Closed nkskjames closed 8 years ago
This is userspace dying, not a kernel bug:
/sbin/init: error while loading shared libraries: libkmod.so.2: cannot open shared object file: Input/output error
Kernel panic - not syncing: Attempted to kill init! exitcode=0x00007f00
userspace dying because of a corrupted shared library that was in rofs. How could that shared library get in rwfs? How could we debug that?
Your rofs is corrupt by the looks?
You could try booting with init=/bin/bash
? But I suspect you will come across similar issues.
i'm sure the rwfs is corrupt. i just don't understand how the .so got affected. the rwfs should be empty or mostly empty.
I guess it would have same root cause to issue 53.

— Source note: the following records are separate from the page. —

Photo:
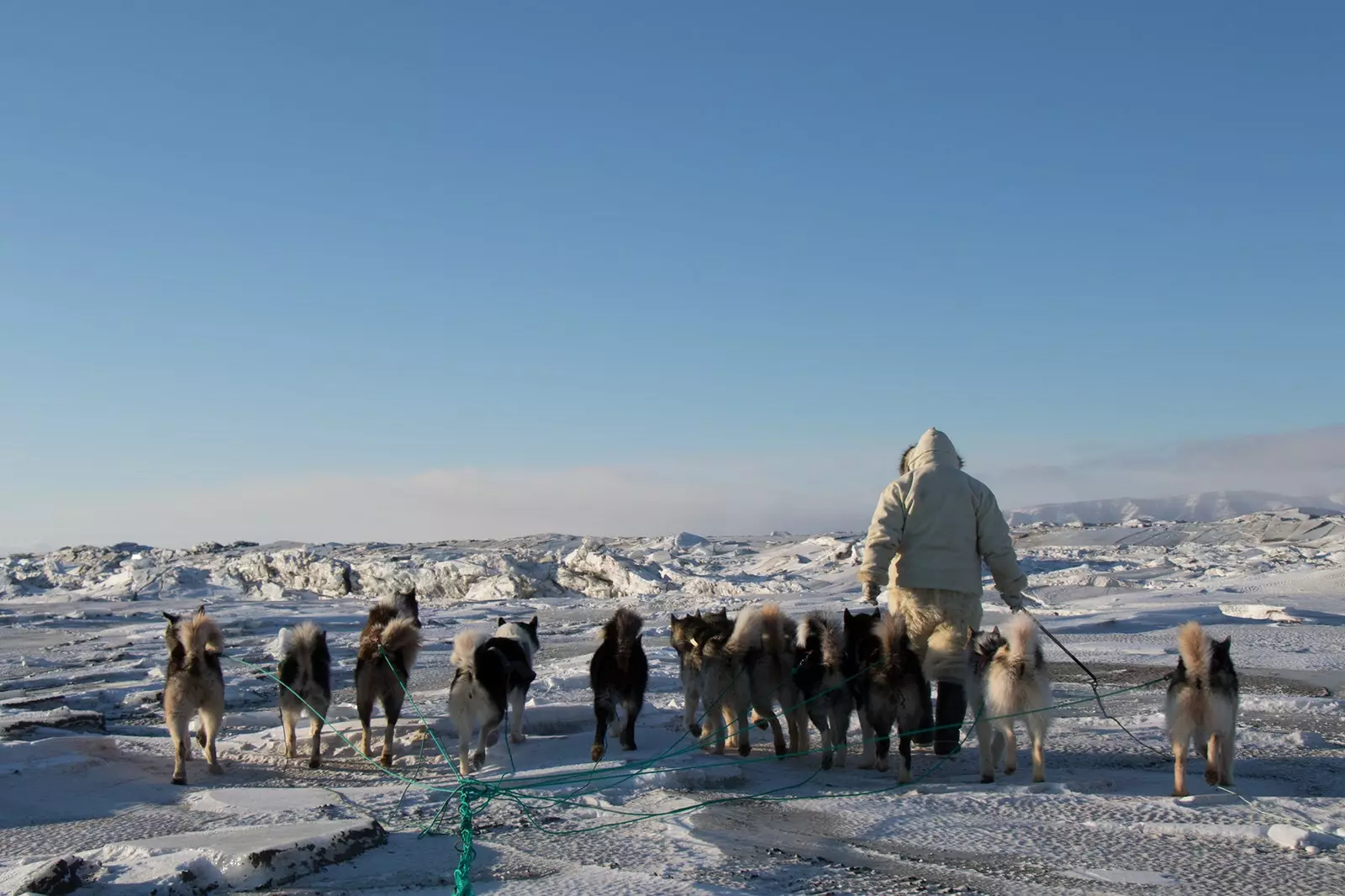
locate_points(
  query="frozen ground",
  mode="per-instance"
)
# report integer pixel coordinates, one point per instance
(87, 763)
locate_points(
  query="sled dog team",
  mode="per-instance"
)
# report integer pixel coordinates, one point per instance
(735, 676)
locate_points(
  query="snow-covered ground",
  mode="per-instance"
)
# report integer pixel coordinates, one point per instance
(85, 759)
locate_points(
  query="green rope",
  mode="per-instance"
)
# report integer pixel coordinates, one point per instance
(468, 791)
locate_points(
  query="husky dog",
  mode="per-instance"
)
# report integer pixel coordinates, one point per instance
(1015, 683)
(490, 674)
(1203, 704)
(194, 685)
(526, 636)
(393, 630)
(889, 685)
(770, 665)
(306, 683)
(689, 635)
(820, 656)
(619, 673)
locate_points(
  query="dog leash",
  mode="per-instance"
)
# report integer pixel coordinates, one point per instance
(1093, 683)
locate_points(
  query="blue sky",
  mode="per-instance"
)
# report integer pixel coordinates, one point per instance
(271, 242)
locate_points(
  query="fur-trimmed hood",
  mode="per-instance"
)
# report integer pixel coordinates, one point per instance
(934, 447)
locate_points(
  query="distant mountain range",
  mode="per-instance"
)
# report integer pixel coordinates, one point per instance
(1203, 508)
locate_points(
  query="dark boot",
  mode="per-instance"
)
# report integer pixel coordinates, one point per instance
(926, 734)
(950, 709)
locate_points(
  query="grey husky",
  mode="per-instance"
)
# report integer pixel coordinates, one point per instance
(1203, 704)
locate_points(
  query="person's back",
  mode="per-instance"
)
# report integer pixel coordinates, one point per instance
(932, 528)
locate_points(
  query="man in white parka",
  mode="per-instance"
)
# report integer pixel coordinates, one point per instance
(932, 529)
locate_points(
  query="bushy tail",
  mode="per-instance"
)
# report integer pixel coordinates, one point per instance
(198, 635)
(1194, 646)
(822, 634)
(746, 633)
(775, 631)
(625, 631)
(464, 650)
(401, 635)
(1021, 635)
(300, 640)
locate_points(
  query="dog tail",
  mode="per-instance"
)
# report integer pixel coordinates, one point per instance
(625, 631)
(822, 634)
(775, 631)
(464, 651)
(1024, 649)
(300, 640)
(746, 633)
(1194, 647)
(401, 636)
(198, 635)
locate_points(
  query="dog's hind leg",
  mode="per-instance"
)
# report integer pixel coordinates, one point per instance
(868, 747)
(840, 727)
(1226, 757)
(288, 720)
(315, 732)
(1180, 748)
(212, 719)
(181, 734)
(604, 714)
(1215, 759)
(632, 705)
(1010, 747)
(690, 700)
(365, 708)
(517, 697)
(393, 709)
(1037, 730)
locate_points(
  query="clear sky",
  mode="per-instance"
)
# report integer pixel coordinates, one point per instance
(326, 242)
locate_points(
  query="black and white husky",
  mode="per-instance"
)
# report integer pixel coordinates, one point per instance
(619, 673)
(888, 688)
(1203, 704)
(306, 685)
(493, 673)
(820, 680)
(1015, 683)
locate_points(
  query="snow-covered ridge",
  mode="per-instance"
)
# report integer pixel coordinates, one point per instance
(537, 567)
(1210, 506)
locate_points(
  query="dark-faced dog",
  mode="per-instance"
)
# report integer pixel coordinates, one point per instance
(888, 687)
(194, 685)
(618, 674)
(820, 676)
(1203, 705)
(304, 673)
(491, 673)
(388, 650)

After a new report I searched for the error and found several reports, but also a proposed patch. That patch highlighted the issue and lead to a patch being merged in 4.5.
The library isn't in rwfs, but the directory is because it was modified. The bug is reading the directories when mounting the file system gets confused by stale copies still in the flash and marks child directories as having unallowable hard links.
See https://lists.ozlabs.org/pipermail/openbmc/2016-March/002340.html for this and a few other patchs including a deadlock fix marked for stable to be picked up.
I think we have this under control as of https://github.com/openbmc/linux/commit/aeb4718beca0d07ff232341cdd544008e17f1fdc. Closing for now, please re-open if you see this again.
While doing power cycling to debug another issue, the rwfs got corrupted and we had to netboot to recover: No files were created in overlay since first initial flash of this system.